The networks had rebroadcast excerpts from the interview with Porges no more than five or six times before a new bombshell detonated. Seismologist Larry Axelrod summoned reporters to MIT and announced that he had seen evidence suggesting that Sweeting-Aldren was responsible for nearly all the seismic activity of the last three months, including the main shock on Sunday night. He said the evidence had been provided by Renée Seitchek of Harvard, “an excellent scientist” who was still in the hospital recovering from gunshot wounds. A woman from the Globe asked if it was possible that Seitchek had been shot not by pro-life extremists but by a Sweeting-Aldren operative, and Axelrod said Yes .
Police in Somerville and Boston confirmed that they had indeed widened the scope of their investigation of Seitchek’s shooting in light of this newfound motive, but added that the earthquake had thrown all investigations of this kind into disarray. They said the total breakdown of Sweeting-Aldren’s management structure and the loss of company records to various fires “could pose a problem.”
Federal and state environmental officials were encountering even bigger obstacles as they attempted to confirm the existence of an injection well at the company’s Peabody facilities. By Wednesday morning the last of the fires there had burned itself out, and what remained was eight hundred acres of scorched and poisoned ruins — an uncharted industrial South Bronx filled with murky, foaming pools, unstable process structures, and pressurized tanks and pipelines suspected to contain not only explosives and flammable gases but some of the most toxic and/or carcinogenic and/or teratogenic substances known to man. The USEPA’s first priority, administrator Susan Carver told ABC News, would be to prevent contamination from spreading into groundwater and nearby estuaries.
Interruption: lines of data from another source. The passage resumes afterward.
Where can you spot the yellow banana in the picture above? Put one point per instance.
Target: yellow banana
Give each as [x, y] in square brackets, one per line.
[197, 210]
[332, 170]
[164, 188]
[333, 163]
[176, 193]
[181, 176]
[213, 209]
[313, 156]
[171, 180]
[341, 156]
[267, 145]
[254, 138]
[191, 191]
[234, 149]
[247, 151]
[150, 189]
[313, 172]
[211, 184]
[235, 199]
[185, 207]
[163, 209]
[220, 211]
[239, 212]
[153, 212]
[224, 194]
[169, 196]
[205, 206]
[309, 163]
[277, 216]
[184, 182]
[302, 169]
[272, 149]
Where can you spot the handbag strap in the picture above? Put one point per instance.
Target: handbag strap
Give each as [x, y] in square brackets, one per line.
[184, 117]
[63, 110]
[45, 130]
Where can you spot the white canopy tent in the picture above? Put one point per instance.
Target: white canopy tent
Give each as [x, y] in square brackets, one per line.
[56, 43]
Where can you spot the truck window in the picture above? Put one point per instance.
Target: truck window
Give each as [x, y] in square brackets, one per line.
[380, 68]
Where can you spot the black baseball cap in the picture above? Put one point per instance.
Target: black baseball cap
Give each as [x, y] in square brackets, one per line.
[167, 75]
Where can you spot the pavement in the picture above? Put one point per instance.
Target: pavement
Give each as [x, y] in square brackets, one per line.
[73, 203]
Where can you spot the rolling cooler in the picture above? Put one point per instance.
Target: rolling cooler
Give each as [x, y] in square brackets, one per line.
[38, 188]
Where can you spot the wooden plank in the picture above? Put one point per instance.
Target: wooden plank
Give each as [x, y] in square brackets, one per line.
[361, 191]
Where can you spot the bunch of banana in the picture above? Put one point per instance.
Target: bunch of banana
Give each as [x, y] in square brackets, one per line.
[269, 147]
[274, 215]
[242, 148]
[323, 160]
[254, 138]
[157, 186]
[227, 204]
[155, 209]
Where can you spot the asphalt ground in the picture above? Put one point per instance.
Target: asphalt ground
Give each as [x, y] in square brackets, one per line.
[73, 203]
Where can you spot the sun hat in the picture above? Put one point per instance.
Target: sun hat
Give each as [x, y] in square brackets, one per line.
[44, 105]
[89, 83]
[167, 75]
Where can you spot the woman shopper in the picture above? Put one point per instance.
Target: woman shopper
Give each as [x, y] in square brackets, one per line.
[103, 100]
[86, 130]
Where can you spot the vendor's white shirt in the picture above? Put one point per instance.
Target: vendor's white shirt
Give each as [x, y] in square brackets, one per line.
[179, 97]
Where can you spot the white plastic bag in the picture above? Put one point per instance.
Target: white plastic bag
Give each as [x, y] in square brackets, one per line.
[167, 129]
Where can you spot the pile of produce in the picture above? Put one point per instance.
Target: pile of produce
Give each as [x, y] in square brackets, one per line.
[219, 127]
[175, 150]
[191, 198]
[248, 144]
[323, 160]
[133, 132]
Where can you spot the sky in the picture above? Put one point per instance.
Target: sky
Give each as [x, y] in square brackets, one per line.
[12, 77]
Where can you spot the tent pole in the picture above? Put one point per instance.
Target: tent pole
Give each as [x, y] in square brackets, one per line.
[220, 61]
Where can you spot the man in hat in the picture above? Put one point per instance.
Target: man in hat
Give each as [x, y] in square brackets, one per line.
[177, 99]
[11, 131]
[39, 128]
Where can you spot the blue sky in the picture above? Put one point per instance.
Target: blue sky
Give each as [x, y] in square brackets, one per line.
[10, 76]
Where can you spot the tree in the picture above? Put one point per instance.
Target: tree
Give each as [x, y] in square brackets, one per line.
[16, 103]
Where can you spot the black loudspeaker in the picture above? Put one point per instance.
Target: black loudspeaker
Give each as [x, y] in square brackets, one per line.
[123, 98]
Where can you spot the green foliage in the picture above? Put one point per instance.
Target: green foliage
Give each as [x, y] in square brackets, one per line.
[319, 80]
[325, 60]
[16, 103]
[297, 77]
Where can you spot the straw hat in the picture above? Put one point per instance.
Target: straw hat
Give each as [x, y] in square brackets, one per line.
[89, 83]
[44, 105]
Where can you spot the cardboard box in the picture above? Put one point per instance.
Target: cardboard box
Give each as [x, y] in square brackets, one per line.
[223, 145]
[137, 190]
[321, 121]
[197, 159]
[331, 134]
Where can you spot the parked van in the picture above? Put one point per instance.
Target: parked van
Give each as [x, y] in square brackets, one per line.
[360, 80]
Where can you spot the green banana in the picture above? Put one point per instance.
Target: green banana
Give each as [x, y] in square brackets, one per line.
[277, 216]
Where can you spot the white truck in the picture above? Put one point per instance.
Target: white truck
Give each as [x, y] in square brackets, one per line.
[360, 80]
“It’s now apparent,” Carver said, “that this company’s immense profitability was achieved through razor-thin safety margins and the systematic deception of the agencies responsible for oversight. I’m afraid there’s a very real risk of this personal and economic tragedy becoming a true environmental catastrophe, and right now I’m more worried about protecting public safety than assigning responsibility in the abstract. For us to locate a single wellhead at the site, assuming the well even exists, is going to be like finding a needle in a haystack that we know is full of rattlesnakes.”
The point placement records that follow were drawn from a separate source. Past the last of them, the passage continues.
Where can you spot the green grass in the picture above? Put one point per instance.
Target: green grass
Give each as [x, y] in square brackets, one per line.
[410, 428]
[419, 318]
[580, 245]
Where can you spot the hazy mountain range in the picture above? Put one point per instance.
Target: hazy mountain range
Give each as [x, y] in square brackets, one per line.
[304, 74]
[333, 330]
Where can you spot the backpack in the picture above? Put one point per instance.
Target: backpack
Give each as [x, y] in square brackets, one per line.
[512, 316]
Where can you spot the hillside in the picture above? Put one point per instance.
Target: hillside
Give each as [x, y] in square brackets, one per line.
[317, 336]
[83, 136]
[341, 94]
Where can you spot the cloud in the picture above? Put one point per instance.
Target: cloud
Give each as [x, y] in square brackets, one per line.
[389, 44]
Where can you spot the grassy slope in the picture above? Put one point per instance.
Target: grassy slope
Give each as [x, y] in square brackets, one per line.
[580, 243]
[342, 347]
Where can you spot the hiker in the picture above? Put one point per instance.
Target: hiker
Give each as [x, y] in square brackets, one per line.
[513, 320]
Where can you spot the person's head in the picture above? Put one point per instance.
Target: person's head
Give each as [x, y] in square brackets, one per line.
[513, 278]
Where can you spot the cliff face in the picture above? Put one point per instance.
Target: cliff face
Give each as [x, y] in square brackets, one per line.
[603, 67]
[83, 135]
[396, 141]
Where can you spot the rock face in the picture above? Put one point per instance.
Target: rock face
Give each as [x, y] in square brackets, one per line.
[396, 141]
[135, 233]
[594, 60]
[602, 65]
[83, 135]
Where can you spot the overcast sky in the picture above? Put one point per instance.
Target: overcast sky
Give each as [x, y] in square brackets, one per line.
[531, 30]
By and large the press and public bought the Axelrod/Seitchek theory wholesale. Seismologists, however, reacted with their usual caution. They wanted to inspect the data. They needed time to model and construe. They said the rich and swarmy seismicity of April and May could plausibly have been induced by Sweeting-Aldren, but the main shock on Sunday night was another matter.
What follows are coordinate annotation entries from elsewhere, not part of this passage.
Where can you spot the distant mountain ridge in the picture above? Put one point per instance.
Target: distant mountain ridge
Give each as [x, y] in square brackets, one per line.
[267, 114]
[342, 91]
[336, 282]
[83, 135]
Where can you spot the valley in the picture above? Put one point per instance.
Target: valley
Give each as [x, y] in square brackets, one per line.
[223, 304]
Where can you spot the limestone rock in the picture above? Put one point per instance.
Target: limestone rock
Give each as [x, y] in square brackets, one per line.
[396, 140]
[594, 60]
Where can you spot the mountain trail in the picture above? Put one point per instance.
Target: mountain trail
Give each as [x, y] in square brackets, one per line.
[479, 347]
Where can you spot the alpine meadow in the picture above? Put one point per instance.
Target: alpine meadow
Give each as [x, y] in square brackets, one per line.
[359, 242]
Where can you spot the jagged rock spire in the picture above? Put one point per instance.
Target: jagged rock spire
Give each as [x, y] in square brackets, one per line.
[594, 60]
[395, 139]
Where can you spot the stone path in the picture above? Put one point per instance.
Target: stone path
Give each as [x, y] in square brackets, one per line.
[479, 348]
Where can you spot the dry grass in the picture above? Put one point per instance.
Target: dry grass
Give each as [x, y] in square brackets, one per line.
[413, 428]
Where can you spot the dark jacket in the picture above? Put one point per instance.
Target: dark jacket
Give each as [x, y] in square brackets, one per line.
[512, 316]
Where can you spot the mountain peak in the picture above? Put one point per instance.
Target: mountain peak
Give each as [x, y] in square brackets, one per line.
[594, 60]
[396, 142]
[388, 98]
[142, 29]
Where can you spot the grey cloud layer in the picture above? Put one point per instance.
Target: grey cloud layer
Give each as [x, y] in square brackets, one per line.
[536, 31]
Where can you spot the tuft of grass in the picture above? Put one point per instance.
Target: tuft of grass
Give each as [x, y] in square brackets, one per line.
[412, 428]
This shock, it was shown, had resulted from the rupture of rock along a deep fault running northeast from Peabody to a point in the neighborhood of April’s Ipswich epicenters. Howard Chun of Harvard deconvolved some short-period digital seismograms and demonstrated, fairly conclusively, that the rupture had spread from the northern end of the fault to the southern — in other words, that the event had “begun” near Ipswich. A Sweeting-Aldren injection well could therefore not have “caused” the earthquake; at most it could have destabilized the fault, or provided a general instability with a path of least resistance. But the entire subject of rupture propagation was not at all well understood.